One lakeside resident, Christopher Jones, an adjunct professor of law at the University of Victoria, said he's become increasingly worried about water quality.

"Obviously when dogs start to die, it's a pretty big problem," said Mr. Jones, who in years past didn't worry much about the algae blooms.

"In the past I've been cavalier about swimming in the lake. I mean, who's afraid of a little green water? And now, maybe I am," he said. "I'm thinking maybe the lake is becoming a poison cesspool instead of the ecological gem of the Cowichan Valley that it should be."

Mr. Jones said the lake is beautiful most the year. Surrounded by groves of rare Garry oak and trimmed with lush reed beds, it is known as a great place to go bird watching or trout fishing.

But the blue-green algae blooms that routinely occur in the summer apparently intensified this fall when heavy rains or winds stirred up sediment on the lake bottom, adding to the inflow of nutrients. The result was a toxic bloom.

Mr. Jones said the government needs to pay attention to what is happening to the lake, especially with growing pressure for increased development in the area.

North Cowichan Mayor Jon Lefebure said it is clear something has to be done.

"It is definitely a wake-up call," he said of the deaths of the dogs. "It comes at a time when we are deciding how to improve water quality … and it really has brought a lot of focus to the question."

Roger Hart, chair of the Quamichan Watershed Stewardship Society, said in 2006, the B.C. Ministry of Environment did a study that documented the health of the watershed over the past 50 years.

"They found it had been going downhill steadily," he said. A management plan was drawn up and its title, The Jewel of North Cowichan, suggested the lake was seen as an ecological treasure worth saving.

But Mr. Hart said there was "a lack of political will" and not much happened to address the water quality issues.

He's hoping the death of the dogs will finally stir action.
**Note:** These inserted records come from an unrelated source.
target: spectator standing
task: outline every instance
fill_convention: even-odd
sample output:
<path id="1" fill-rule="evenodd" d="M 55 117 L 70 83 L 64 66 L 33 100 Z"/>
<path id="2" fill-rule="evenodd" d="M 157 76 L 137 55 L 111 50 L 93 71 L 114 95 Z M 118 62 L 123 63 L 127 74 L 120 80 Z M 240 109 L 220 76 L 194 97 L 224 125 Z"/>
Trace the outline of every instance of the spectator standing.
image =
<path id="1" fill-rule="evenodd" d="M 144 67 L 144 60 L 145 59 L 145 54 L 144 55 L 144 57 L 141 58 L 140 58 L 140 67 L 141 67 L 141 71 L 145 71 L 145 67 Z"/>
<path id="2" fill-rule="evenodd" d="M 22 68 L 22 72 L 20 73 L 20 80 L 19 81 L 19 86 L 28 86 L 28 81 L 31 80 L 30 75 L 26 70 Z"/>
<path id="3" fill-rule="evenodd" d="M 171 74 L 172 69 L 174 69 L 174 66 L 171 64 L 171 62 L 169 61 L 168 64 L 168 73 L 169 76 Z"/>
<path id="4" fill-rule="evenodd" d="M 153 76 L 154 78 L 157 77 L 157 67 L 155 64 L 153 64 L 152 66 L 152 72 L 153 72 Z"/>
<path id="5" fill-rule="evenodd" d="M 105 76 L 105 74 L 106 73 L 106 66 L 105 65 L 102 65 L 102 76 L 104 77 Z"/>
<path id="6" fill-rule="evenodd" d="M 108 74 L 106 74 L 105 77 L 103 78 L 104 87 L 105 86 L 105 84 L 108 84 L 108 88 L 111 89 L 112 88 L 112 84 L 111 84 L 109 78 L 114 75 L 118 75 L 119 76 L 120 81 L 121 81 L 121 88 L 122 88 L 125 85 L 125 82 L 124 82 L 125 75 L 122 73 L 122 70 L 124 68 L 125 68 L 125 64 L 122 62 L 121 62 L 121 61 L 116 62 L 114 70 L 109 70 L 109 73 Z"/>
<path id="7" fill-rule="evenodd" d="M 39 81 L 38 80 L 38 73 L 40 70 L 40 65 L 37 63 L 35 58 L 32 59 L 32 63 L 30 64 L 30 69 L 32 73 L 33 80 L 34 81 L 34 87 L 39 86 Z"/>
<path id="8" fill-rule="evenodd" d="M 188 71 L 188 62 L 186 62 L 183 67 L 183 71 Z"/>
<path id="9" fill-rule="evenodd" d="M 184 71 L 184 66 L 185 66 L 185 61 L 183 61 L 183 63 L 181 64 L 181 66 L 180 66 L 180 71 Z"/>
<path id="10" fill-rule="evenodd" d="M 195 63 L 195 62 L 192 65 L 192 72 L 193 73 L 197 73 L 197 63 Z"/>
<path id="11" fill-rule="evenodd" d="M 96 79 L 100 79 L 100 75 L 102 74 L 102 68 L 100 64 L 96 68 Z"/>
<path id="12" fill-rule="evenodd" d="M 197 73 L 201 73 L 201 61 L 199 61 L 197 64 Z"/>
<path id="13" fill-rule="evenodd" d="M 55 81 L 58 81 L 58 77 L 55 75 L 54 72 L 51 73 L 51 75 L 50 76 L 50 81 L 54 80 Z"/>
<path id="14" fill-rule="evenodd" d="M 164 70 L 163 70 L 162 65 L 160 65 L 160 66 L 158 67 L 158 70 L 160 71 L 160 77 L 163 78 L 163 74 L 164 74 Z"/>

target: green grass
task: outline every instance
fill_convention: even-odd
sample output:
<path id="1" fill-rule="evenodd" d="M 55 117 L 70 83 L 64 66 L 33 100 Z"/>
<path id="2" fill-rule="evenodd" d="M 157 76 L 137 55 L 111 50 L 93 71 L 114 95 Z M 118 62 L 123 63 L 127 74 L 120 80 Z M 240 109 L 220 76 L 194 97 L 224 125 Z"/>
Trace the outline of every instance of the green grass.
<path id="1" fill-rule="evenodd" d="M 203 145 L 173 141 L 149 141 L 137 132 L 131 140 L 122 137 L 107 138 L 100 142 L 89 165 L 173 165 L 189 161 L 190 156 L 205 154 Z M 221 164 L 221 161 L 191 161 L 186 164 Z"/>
Mr. Hart would like to see a task force struck to look at ways to treat the existing algae problem and to control the nutrient flow. Water treatment systems, he said, should be mandatory for new housing developments, such as one that proposes to add 900 residential units on nearby Mount Tzouhalem. He also wants regular water testing done so the public can be warned when blooms make the lake a health concern.

"I think all of us who live by the lake want to see it restored," he said. "The lake is fixable."